Our course came to its end. Now you are in a position to choose between the most well-known dimensionality reduction techniques for a range of different data types. You have solved a number of challenging code exercises and you are able to use R for solving a group of data science problems related to datasets with high dimensionality. Our last multiple choice exercise asks you to answer the simple (by now) but critical question that you will be facing many times in the future. When do we use each of the taught methods?

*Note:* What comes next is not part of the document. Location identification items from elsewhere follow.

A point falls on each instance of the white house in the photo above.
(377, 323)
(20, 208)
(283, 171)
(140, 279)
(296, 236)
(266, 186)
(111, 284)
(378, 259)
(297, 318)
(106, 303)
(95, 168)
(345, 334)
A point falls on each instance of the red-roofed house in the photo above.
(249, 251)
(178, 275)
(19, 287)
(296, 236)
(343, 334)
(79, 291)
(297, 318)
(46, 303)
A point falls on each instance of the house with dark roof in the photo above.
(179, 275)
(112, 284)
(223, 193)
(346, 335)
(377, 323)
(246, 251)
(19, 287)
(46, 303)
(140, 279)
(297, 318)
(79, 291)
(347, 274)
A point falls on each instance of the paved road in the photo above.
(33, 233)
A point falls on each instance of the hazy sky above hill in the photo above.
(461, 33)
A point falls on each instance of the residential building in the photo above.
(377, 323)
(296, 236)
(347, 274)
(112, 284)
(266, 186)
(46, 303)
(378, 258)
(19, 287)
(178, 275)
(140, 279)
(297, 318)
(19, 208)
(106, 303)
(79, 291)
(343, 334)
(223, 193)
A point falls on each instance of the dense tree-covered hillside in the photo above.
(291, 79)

Check the option that provides the correct and most accurate answer to the following question:
When the data is numeric and you choose to retain those components that explain a big part of the whole variance in the data you can use PCA. When the data is numeric and you need a computationally more efficient solution you can use N-NMF. When the data is numeric but you need expert’s domain knowledge for the parametrisation and the interpretation you can use EFA.
All 3 statements for the methods characterise them appropriately! Now, you are about to start your journey of using the right dimensionality reduction methods for the multivariate datasets that you will come across with the right amount of confidence!